Honestly, whenever I am asked about the hardest part of being in Uganda, my mind jumps to baby Samuel. While at Chrystal’s, I spent the bulk of my time with the newborn Victor since he had cerebral palsy and I’d learned to do his stretches with him. But Samuel was still a baby that I’d held and had fed. We’d received him my first week at two-days old and yet to be named. In my last week in Uganda, I learned that baby Samuel had been rushed to the hospital, unable to breathe due to pneumonia and a host of other diseases. Samuel lost his battle for life, and passed away shortly after being admitted.
My heart broke. This was the first time I had to see pictures of a baby’s funeral and know that I had held that child. That I had seen him smile. But my heart didn’t just break for Samuel. It also broke for his mother, and the reality that many women face in Uganda. It was disheartening to see the disgust that local Ugandans and many fellow volunteers held for Samuel’s mother. I couldn’t even imagine what that must have felt like for her, and I imagine it took a great amount of bravery to show her face there. She too is a victim of the system. And her action was not one of malice, but of desperation. It was a devastating situation; unfortunately, it is not an uncommon one in Uganda.

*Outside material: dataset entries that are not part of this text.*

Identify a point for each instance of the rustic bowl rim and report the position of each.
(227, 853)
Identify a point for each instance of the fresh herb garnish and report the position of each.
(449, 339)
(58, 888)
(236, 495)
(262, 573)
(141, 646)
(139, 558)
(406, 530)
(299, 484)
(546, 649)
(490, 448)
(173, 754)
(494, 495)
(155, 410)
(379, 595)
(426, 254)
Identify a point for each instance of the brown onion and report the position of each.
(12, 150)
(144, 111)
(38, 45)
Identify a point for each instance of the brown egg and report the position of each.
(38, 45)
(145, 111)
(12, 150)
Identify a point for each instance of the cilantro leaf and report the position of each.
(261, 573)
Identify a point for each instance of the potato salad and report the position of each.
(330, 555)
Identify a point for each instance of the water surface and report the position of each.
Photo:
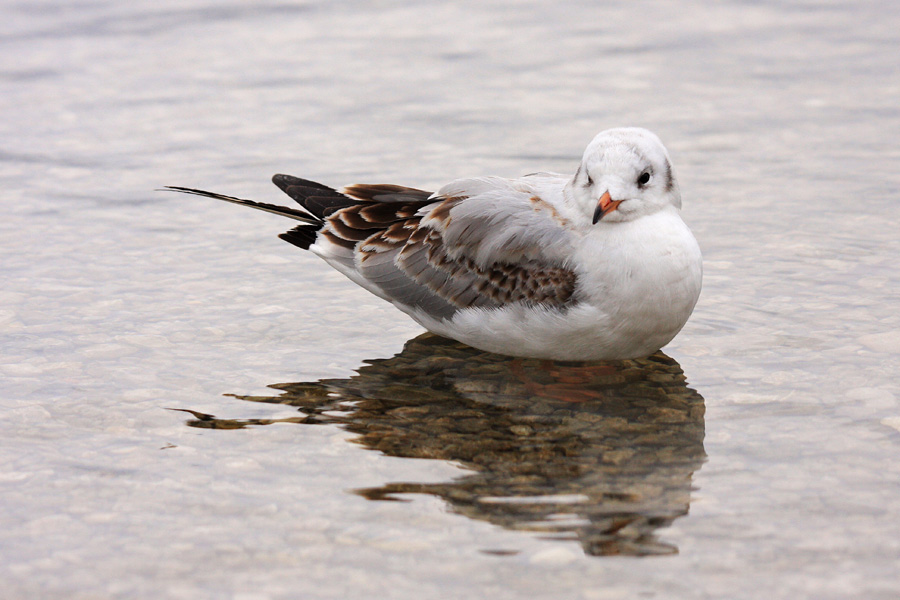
(755, 458)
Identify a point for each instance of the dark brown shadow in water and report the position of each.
(601, 453)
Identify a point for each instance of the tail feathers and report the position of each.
(303, 216)
(318, 199)
(302, 236)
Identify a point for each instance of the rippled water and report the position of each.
(755, 458)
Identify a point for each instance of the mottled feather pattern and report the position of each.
(410, 226)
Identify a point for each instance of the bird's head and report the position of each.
(625, 173)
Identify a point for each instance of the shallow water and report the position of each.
(770, 472)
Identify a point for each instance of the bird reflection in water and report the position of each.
(601, 453)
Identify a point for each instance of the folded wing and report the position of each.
(476, 243)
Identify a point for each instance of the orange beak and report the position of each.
(606, 205)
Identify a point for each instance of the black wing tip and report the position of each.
(286, 181)
(302, 236)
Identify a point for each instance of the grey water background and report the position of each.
(119, 302)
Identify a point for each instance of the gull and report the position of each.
(598, 265)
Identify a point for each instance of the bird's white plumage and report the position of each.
(597, 265)
(637, 271)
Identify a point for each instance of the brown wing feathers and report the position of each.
(409, 262)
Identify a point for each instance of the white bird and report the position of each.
(594, 266)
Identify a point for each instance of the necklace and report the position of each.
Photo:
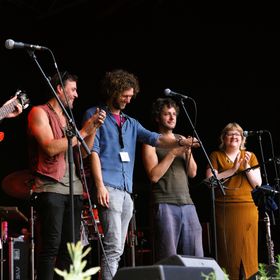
(228, 159)
(61, 119)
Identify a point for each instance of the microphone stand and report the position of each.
(71, 132)
(214, 230)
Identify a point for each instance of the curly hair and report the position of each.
(118, 81)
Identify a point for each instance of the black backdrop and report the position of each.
(225, 57)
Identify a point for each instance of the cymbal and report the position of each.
(18, 184)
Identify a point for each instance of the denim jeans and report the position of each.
(177, 231)
(115, 221)
(54, 222)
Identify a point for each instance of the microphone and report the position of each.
(169, 92)
(247, 133)
(11, 44)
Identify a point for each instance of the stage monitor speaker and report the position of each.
(18, 259)
(162, 272)
(191, 261)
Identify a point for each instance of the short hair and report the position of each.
(226, 129)
(118, 81)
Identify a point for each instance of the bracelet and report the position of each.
(179, 140)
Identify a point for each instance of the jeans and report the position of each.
(177, 231)
(54, 227)
(115, 221)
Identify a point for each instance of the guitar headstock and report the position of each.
(22, 98)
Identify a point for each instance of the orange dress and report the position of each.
(236, 220)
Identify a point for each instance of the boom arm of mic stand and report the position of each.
(240, 172)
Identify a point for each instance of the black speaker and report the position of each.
(162, 272)
(194, 262)
(18, 258)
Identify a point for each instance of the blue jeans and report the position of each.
(115, 221)
(177, 231)
(54, 220)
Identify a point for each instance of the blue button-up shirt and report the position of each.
(115, 172)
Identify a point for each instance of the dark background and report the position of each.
(226, 57)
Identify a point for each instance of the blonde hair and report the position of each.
(226, 129)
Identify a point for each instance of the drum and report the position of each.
(91, 225)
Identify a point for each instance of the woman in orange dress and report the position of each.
(236, 212)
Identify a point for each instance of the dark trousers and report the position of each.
(53, 216)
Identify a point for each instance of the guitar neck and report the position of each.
(5, 110)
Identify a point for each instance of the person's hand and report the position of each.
(18, 108)
(189, 142)
(94, 122)
(103, 196)
(246, 159)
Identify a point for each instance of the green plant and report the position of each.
(78, 264)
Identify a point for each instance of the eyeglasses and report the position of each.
(233, 134)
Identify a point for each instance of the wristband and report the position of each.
(179, 140)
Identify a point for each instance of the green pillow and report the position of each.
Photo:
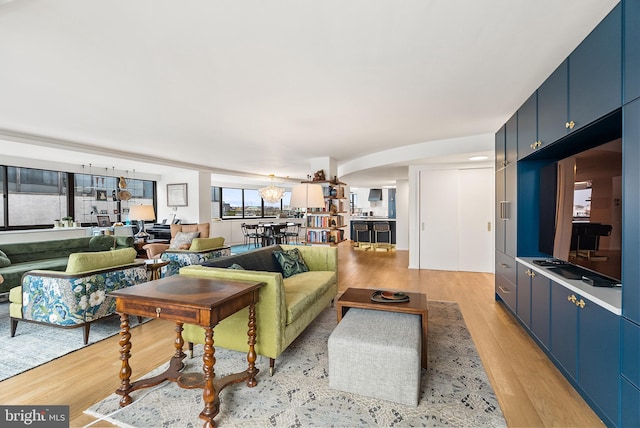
(85, 262)
(291, 262)
(4, 260)
(201, 244)
(102, 243)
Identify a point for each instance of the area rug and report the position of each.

The opportunity I was given in Uganda is one that will impact me for a lifetime. Uganda was difficult emotionally, and that challenge has immensely increased my levels of self-efficacy. Independently traveling to East Africa and forming new friendships from across the globe is incredibly empowering! My mind is open to all possibility, even pursuing a masters abroad or taking up a career in a foreign country. This trip confirmed for me that immersing myself in a new culture for an extended period of time is absolutely something I feel called to do. Regarding my career, Uganda helped me realize that I want to work with an older age group than elementary. Young children are great, but draining and while I enjoyed teaching, I learned that it is incredibly demanding. I was drawn to an abroad experience by my desire to connect with people from a different culture, and forming this bond with my students was my favorite component of being a teacher. Moreover, this trip confirmed an interest in shaping social policy, in addition to the criminal justice system. I’m currently reconsidering the options that both my majors, Child Studies and Psychology, allow me to expand into, and I view this shift to be a positive change of exploration. I’m excited to see where my path goes following this experience!